BACKGROUND: In recent years, with the further research of human genome scanning, the relationship between matrix metalloproteinase-9 (MMP-9) gene polymorphisms and many diseases has aroused increased attention. But there is little research on the relationship between MMP-9 gene polymorphisms and ischemic stroke (IS). This study was conducted to evaluate the relationships between the rs3918242 and rs17577 polymorphisms in the MMP-9 gene and IS in a Chinese population. METHODS: 152 cases of IS patients and 152 healthy controls were enrolled in this study. All subjects were genotyped for the MMP-9 rs3918242 and rs17577 polymorphisms by polymerase chain reaction (PCR) coupled with restriction fragment length polymorphism (RFLP) and restriction analysis. RESULTS: Rs3918242 showed genotypes TT, TC, and CC, and rs17577 exhibited genotypes AA, AG, and GG. The MMP-9 polymorphisms rs3918242 and rs17577 exhibited complete linkage.
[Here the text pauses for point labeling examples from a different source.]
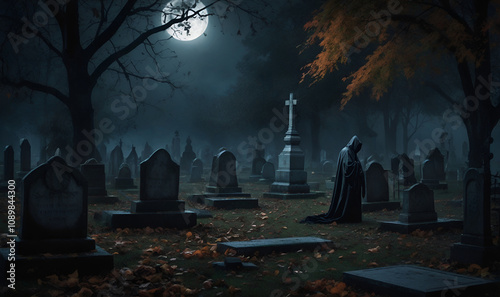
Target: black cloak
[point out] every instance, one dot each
(348, 189)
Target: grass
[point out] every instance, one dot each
(174, 252)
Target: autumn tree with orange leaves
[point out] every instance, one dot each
(402, 37)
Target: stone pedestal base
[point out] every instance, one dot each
(139, 206)
(380, 205)
(168, 219)
(124, 183)
(473, 254)
(232, 203)
(103, 199)
(407, 228)
(37, 266)
(286, 196)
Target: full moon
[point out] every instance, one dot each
(189, 29)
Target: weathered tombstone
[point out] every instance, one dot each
(159, 205)
(53, 232)
(196, 171)
(187, 156)
(433, 170)
(103, 151)
(328, 168)
(223, 190)
(418, 212)
(25, 158)
(291, 179)
(268, 172)
(124, 179)
(132, 161)
(223, 178)
(176, 147)
(476, 244)
(407, 170)
(8, 161)
(377, 189)
(146, 152)
(257, 164)
(115, 161)
(322, 156)
(94, 173)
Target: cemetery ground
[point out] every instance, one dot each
(169, 262)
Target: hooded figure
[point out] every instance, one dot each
(348, 190)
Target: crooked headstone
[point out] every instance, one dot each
(187, 156)
(8, 161)
(196, 171)
(159, 205)
(291, 179)
(475, 245)
(115, 161)
(176, 147)
(377, 189)
(418, 212)
(433, 170)
(223, 190)
(94, 173)
(25, 158)
(53, 234)
(268, 173)
(132, 161)
(146, 152)
(124, 179)
(406, 170)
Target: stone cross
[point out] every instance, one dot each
(290, 102)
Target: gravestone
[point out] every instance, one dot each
(328, 168)
(291, 178)
(94, 173)
(146, 152)
(53, 230)
(8, 161)
(103, 151)
(223, 190)
(115, 161)
(132, 161)
(377, 189)
(124, 179)
(187, 156)
(475, 244)
(176, 147)
(196, 171)
(25, 158)
(257, 164)
(433, 170)
(268, 172)
(416, 281)
(418, 212)
(278, 245)
(406, 170)
(159, 205)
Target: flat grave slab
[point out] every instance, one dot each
(288, 196)
(37, 266)
(406, 228)
(415, 281)
(232, 203)
(167, 219)
(376, 206)
(279, 245)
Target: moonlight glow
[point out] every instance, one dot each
(189, 29)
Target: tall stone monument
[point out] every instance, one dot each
(291, 179)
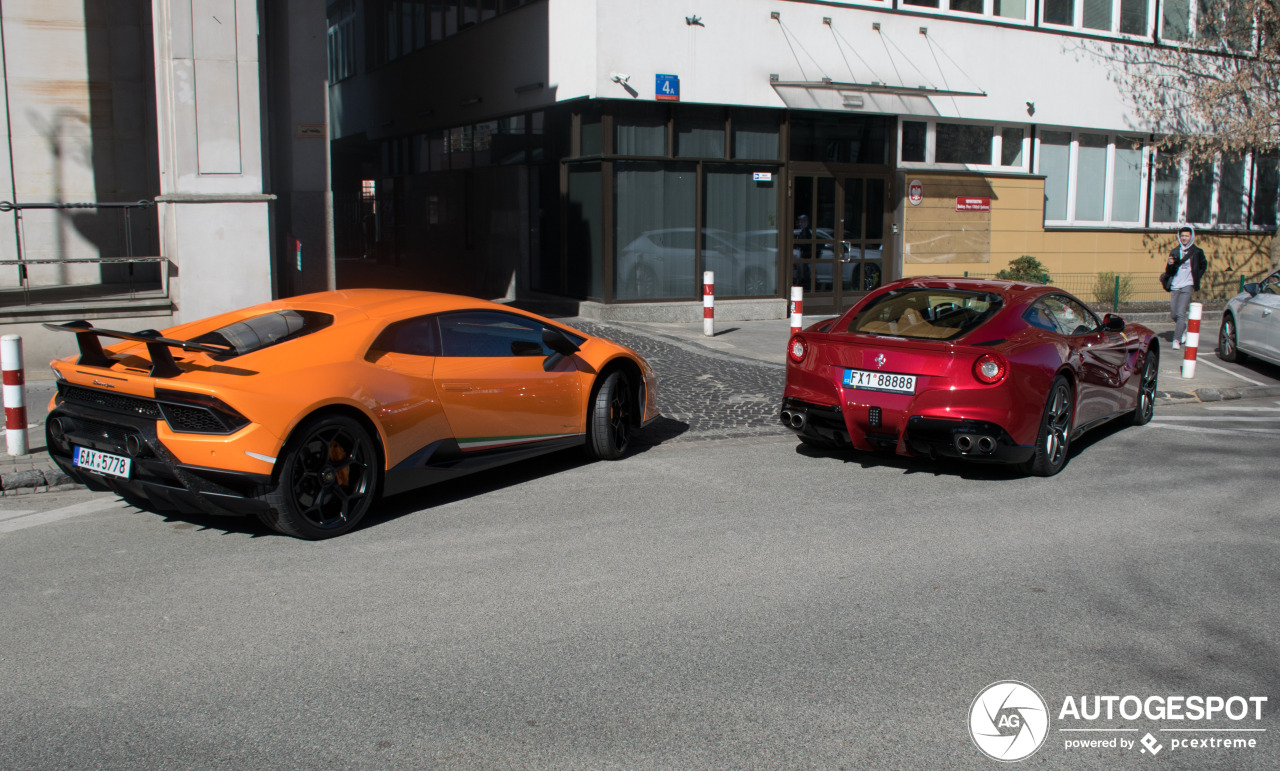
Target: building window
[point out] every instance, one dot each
(1127, 17)
(973, 145)
(1229, 191)
(1091, 179)
(1000, 9)
(342, 49)
(964, 144)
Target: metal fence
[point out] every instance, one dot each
(1116, 291)
(117, 275)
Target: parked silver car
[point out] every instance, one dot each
(1251, 323)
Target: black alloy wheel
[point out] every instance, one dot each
(328, 479)
(608, 425)
(1055, 433)
(1228, 350)
(1146, 407)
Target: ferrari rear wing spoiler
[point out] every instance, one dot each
(163, 364)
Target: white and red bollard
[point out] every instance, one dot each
(796, 309)
(1193, 316)
(709, 302)
(14, 395)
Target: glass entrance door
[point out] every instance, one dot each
(837, 245)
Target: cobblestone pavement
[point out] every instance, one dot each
(703, 395)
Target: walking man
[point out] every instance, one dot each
(1185, 267)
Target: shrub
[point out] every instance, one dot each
(1025, 269)
(1105, 288)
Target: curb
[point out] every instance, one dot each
(27, 479)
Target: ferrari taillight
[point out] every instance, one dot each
(990, 368)
(798, 348)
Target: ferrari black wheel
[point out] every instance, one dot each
(328, 479)
(1055, 432)
(608, 425)
(1146, 406)
(1226, 345)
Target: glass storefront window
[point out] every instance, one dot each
(755, 135)
(741, 236)
(827, 138)
(640, 132)
(654, 233)
(584, 231)
(700, 136)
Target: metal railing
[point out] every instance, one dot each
(133, 282)
(1114, 291)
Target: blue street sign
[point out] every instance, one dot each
(666, 87)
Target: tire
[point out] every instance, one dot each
(1228, 350)
(608, 424)
(328, 479)
(1146, 406)
(1054, 438)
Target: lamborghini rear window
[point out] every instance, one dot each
(926, 313)
(265, 331)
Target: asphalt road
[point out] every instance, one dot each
(734, 603)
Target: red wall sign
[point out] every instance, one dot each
(965, 204)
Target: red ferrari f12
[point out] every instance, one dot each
(982, 370)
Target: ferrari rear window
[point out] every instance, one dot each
(926, 313)
(265, 331)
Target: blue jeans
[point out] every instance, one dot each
(1179, 300)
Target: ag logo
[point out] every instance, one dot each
(1009, 721)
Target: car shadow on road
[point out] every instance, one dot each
(950, 466)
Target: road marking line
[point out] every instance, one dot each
(54, 515)
(1223, 369)
(1220, 418)
(1216, 430)
(1224, 409)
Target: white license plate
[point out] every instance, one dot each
(103, 462)
(864, 379)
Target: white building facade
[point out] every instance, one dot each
(611, 151)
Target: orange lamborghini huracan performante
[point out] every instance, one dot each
(304, 411)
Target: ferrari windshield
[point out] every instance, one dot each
(926, 313)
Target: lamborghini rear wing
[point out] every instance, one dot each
(163, 364)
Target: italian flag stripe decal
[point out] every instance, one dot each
(490, 442)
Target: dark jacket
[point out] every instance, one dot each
(1200, 263)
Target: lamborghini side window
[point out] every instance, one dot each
(490, 334)
(416, 337)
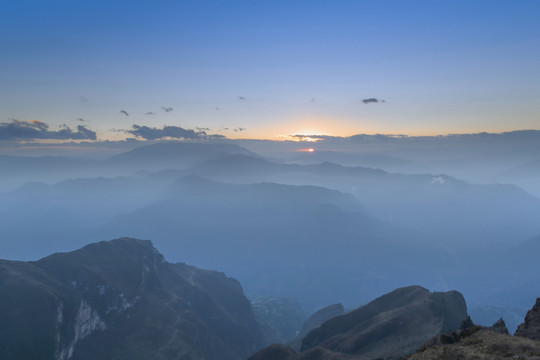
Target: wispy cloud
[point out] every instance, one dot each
(35, 129)
(373, 100)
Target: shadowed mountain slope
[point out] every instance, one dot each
(389, 327)
(121, 300)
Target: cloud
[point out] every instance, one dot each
(372, 100)
(35, 129)
(175, 132)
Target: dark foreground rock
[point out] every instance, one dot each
(389, 327)
(121, 300)
(531, 327)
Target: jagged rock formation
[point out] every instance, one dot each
(531, 327)
(500, 327)
(483, 344)
(121, 300)
(389, 327)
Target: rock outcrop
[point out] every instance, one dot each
(389, 327)
(531, 327)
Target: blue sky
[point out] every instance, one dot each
(301, 66)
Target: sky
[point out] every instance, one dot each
(107, 70)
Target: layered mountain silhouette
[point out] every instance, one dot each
(121, 300)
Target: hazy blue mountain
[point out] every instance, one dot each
(305, 242)
(280, 318)
(121, 300)
(17, 170)
(447, 209)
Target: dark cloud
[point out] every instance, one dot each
(35, 129)
(175, 132)
(372, 100)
Our study found there was no significant difference in genotype and allele between rs3918242 and rs17577 between patients and controls. The MMP-9 gene rs3918242 and rs17577 polymorphisms are not significantly correlated with IS risk. Genetic polymorphisms vary among ethnic and regional populations. CONCLUSION: Our results suggest that MMP-9 rs3918242 is completely linked to rs17577, while the rs3918242 and rs17577 polymorphisms are not significantly associated with the risk of IS. Genetic polymorphisms vary among ethnic and regional populations.